Gurlek Gokcebay Dilek, Akpinar Tekgunduz Sibel, Cavdarli Busranur
University of Health Sciences Kecioren Training and Research Hospital, Department of Pediatric Hematology, Turkey.
University of Health Sciences Kecioren Training and Research Hospital, Department of Pediatric Hematology, Turkey.
Eur J Med Genet. 2020 Jun;63(6):103880. doi: 10.1016/j.ejmg.2020.103880. Epub 2020 Feb 8.

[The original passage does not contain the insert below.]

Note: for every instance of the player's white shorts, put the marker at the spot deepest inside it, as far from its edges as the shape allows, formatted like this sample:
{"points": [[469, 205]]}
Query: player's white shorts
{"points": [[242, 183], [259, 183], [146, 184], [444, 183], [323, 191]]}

Imerslund-Gräsbeck Syndrome is a rare autosomal recessive disorder characterized by proteinuria and selective malabsorption of cobalamin. Deficiency of cobalamin can lead to megaloblastic anemia, pancytopenia and even "pseudo"-thrombotic microangiopathy (TMA). Signs of mechanical hemolysis on peripheral blood smear, elevated lactate dehydrogenase and thrombocytopenia are common findings of TMA. We report a child presenting with TMA features with cobalamin deficiency. Because of her family history of vitamin B12 deficiency and proteinuria, the performed genetic analysis revealed that an Imerslund-Gräsbeck Syndrome with the detection of a homozygous mutation in AMN gene.
艾默斯伦德-格里斯贝克综合征是一种罕见的常染色体隐性疾病,其特征为蛋白尿和钴胺素选择性吸收不良。钴胺素缺乏可导致巨幼细胞贫血、全血细胞减少,甚至“假性”血栓性微血管病(TMA)。外周血涂片出现机械性溶血迹象、乳酸脱氢酶升高和血小板减少是TMA的常见表现。我们报告一名患有钴胺素缺乏且具有TMA特征的儿童。由于其家族有维生素B12缺乏和蛋白尿病史,所进行的基因分析显示为艾默斯伦德-格里斯贝克综合征,检测到AMN基因存在纯合突变。